Wooden Houses: Preserving a Culture

Wooden Houses: Preserving a Culture

16 years ago, a carpenter with nothing but a dream and relentless passion to restore old wooden houses quit his job as a local officer, borrowed money, fixed one disrepaired house, and the rest is wooden house history, or house-tory if you may, so to speak.

 

Le Van Tang belongs to a third generation carpenter family which was in fact famous in a carpentry village called Kim Bong Carpentry Village. The community had over 400 wooden houses that were more than 150 years old and just slowly wasting away either due to bad weather conditions or lack of money to preserve them. Restoring an old or broken wooden house cost about five to six times more than building a new concrete house so owners most likely chose the latter, to the utter disappointment of Tang. This made him decide to borrow two million dong and buy a house in Binh Nam Commune to restore to its original, or even better, beauty.

 

His hard work and dedication paid off when after fixing the house along with two helpers, three men approached him and offered to buy the restored house for six million dong. Tang refused at first, even after being offered to double the original offer. He finally gave in when the same people came back the next day and offered a whooping VND28 million for the said structure, overwhelmed that his work could value that much.

 

Tang used the money he earned to buy other wooden houses in both dilapidated and good conditions, travelling to both near and far areas in search of potentials. When he discovered well-preserved wooden houses, he asked the owner's permission to study their homes, including replicating elaborate designs and even learning about its history. When he did see a wooden house in disrepair, he was willing to pay a lot of money for it because he knew he would be able to use part or parts of it as materials for other wooden houses to fix. In fact, he would even buy one whole house even for a single material that he needed from it to save another.

 

Tang's talent, passion and experience has honed him into an expert in the craft, even being able to tell the age or origin of a wooden house after it has been destroyed. But according to him, even a wooden house rated “well-restored” is only equivalent to 50%-60% actual restoration because workers today are nothing compared to the incredible talent and passion of artisans in the old days. Tang's team is a 12-people group composed of craftsmen and sculptors, including his son. He has also started a workshop for 300 local carpenter and sculptors from Van Ha and Kim Bong villages in Quang Nam Province to encourage people to get into the art of preserving wooden houses.

 

Since 1997, Tang and his team has restored many wooden houses from the North to the South. One of Tang's greatest work is replacing the rotten frame of a temple for Ong Ich Khiem, a general under the Nguyen regime in the period 1831-1884. The past officer's family Ong was so impressed with Tang's work because he changed the entire frame that had gotten so disintegrated without having to remove the roof and tiles of the structure.
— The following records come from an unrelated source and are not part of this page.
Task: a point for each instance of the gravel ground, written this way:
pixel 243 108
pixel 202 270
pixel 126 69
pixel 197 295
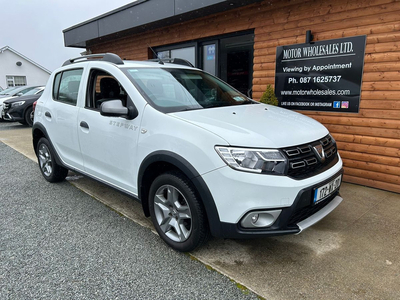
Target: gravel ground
pixel 57 242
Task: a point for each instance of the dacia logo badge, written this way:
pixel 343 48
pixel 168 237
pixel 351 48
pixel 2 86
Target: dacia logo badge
pixel 319 152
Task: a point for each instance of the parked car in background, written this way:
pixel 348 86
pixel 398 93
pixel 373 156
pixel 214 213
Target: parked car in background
pixel 7 92
pixel 13 93
pixel 19 109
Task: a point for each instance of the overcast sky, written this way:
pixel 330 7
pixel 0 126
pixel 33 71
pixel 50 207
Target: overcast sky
pixel 34 27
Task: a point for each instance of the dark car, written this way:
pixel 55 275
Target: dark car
pixel 20 109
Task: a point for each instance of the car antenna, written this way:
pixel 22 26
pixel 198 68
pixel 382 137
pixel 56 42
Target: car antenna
pixel 155 53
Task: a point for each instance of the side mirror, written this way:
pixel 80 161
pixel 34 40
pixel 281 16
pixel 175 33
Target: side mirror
pixel 114 108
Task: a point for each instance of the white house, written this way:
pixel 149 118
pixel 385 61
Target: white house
pixel 17 70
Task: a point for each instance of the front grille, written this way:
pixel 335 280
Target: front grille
pixel 308 211
pixel 304 161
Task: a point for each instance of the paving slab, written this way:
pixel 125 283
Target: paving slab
pixel 351 254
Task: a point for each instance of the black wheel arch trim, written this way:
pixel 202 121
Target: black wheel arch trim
pixel 191 173
pixel 35 140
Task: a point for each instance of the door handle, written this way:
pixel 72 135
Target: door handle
pixel 84 125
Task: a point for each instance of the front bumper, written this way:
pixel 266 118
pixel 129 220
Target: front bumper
pixel 12 114
pixel 253 192
pixel 292 220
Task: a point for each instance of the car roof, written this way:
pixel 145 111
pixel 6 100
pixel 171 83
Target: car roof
pixel 110 58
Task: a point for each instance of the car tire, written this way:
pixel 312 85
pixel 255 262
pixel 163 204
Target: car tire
pixel 177 213
pixel 29 116
pixel 51 171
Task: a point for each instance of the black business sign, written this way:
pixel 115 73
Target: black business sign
pixel 321 76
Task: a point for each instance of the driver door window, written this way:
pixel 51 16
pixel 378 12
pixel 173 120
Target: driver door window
pixel 104 87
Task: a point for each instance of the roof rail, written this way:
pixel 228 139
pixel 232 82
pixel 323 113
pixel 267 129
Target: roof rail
pixel 110 57
pixel 178 61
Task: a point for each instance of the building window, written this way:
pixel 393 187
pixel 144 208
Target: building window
pixel 229 57
pixel 16 80
pixel 188 53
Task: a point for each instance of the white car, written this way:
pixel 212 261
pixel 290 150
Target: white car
pixel 201 157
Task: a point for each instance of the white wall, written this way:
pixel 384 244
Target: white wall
pixel 34 75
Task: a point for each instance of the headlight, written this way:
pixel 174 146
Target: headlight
pixel 18 103
pixel 268 161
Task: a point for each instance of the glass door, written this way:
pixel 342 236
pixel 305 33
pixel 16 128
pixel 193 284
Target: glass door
pixel 209 57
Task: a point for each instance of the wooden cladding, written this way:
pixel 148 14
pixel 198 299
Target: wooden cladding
pixel 369 142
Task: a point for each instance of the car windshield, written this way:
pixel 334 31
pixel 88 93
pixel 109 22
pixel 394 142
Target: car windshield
pixel 172 90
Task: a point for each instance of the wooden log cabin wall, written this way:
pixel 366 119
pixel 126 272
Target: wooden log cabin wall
pixel 369 141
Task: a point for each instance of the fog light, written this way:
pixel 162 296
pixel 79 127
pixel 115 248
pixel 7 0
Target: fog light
pixel 254 218
pixel 257 219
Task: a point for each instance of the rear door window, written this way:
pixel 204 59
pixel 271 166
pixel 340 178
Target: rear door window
pixel 66 86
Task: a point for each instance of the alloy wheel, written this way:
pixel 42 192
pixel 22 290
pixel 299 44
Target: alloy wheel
pixel 173 213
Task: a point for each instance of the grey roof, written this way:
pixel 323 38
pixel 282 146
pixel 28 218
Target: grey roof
pixel 144 15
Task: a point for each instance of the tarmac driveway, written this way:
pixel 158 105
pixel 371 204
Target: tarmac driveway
pixel 351 254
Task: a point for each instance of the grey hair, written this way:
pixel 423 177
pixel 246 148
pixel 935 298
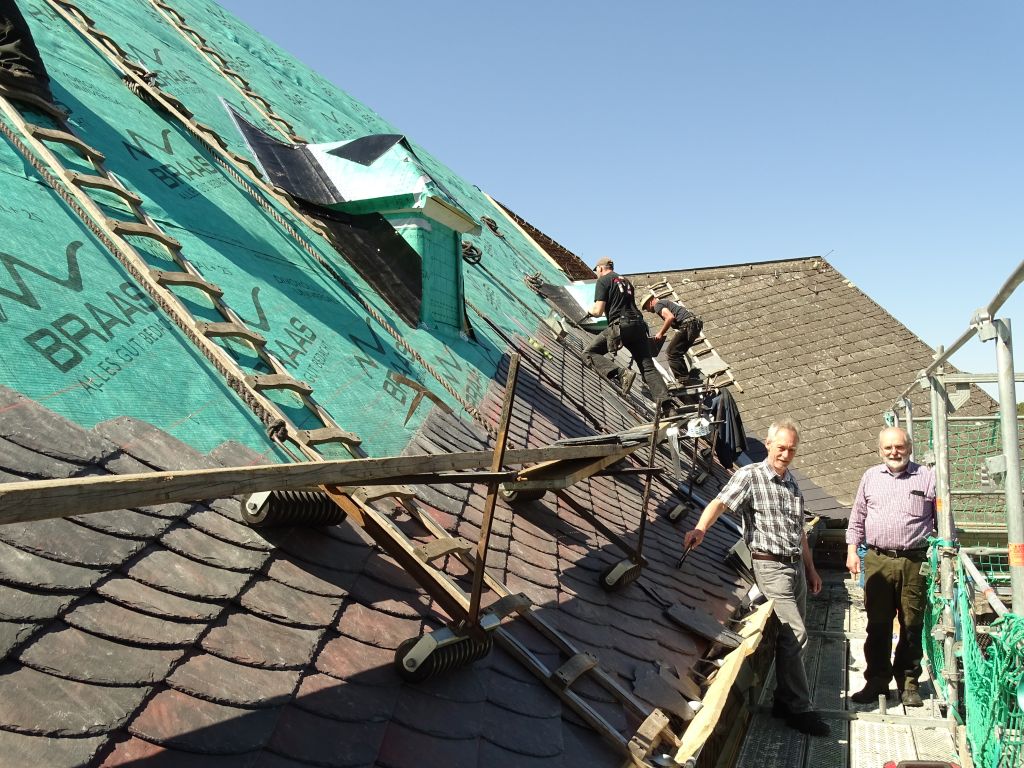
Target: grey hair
pixel 783 424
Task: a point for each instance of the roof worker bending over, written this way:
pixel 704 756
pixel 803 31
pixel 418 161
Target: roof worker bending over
pixel 687 327
pixel 768 500
pixel 893 514
pixel 613 297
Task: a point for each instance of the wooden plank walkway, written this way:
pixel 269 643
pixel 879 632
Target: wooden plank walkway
pixel 863 735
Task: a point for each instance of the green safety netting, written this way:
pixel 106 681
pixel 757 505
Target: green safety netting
pixel 977 500
pixel 84 340
pixel 993 676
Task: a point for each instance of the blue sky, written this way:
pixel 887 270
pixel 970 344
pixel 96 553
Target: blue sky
pixel 886 136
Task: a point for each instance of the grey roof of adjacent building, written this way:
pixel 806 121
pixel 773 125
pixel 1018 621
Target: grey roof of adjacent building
pixel 804 341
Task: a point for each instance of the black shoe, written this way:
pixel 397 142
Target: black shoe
pixel 808 722
pixel 870 692
pixel 626 382
pixel 911 697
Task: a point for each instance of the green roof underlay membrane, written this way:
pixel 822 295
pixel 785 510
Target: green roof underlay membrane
pixel 82 337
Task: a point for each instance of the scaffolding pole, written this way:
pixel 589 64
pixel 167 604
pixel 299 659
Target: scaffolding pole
pixel 947 530
pixel 1011 454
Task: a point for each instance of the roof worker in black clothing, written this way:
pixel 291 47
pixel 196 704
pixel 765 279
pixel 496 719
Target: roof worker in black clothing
pixel 686 329
pixel 613 297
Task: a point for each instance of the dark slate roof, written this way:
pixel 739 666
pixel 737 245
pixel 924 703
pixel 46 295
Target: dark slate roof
pixel 805 342
pixel 178 634
pixel 571 264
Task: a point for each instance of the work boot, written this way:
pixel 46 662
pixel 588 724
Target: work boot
pixel 870 692
pixel 910 695
pixel 626 381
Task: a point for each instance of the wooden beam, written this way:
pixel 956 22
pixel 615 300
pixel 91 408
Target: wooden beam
pixel 41 500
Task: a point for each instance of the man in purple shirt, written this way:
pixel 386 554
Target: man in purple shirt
pixel 893 514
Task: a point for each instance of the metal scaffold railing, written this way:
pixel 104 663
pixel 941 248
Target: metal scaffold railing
pixel 974 643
But one work he considered among his toughest was fixing a four-storey, 140-year old French-style wooden house in 2000 which wasn't really a difficult job per se, but became one because of the owner's meticulous demands. Owned by Si Hoang, an ao dai designer, he required specific details on the restoration process that it took 40 carpenters and six months to finish the job. The house now stands at 36-38 Ly Tu Trong Street, District 1, Ho Chi Minh City.

 

Tang's work is no easy job at all. It's a long and tedious process which takes months and even years to finish. He faces difficult choices like having to move a house from its original location to a new one, but something that he risks doing to be able to salvage the building than watch it waste away to time and/ or inattention. Convincing an owner to sell his/ her house alone could also take years to accomplish, usually agreeing only when the house is so dilapidated that they think they won't be able to save it anymore or can't afford the cost. Tang travels to even remote places to find or fix even minute details. He doesn't mind being paid less as long as he is able to preserve a wooden house. Moreover, his work even surpasses the technical part as he goes out of his way to attend even the housewarming ceremony after a house is restored, treating his clients as friends and family as well.

 

Tang and his team's passion and dedication to their work are far stronger than any challenge they may encounter, seeing wooden house restoration not just as a job but pure love for the art, that is why their success is inevitable in the end.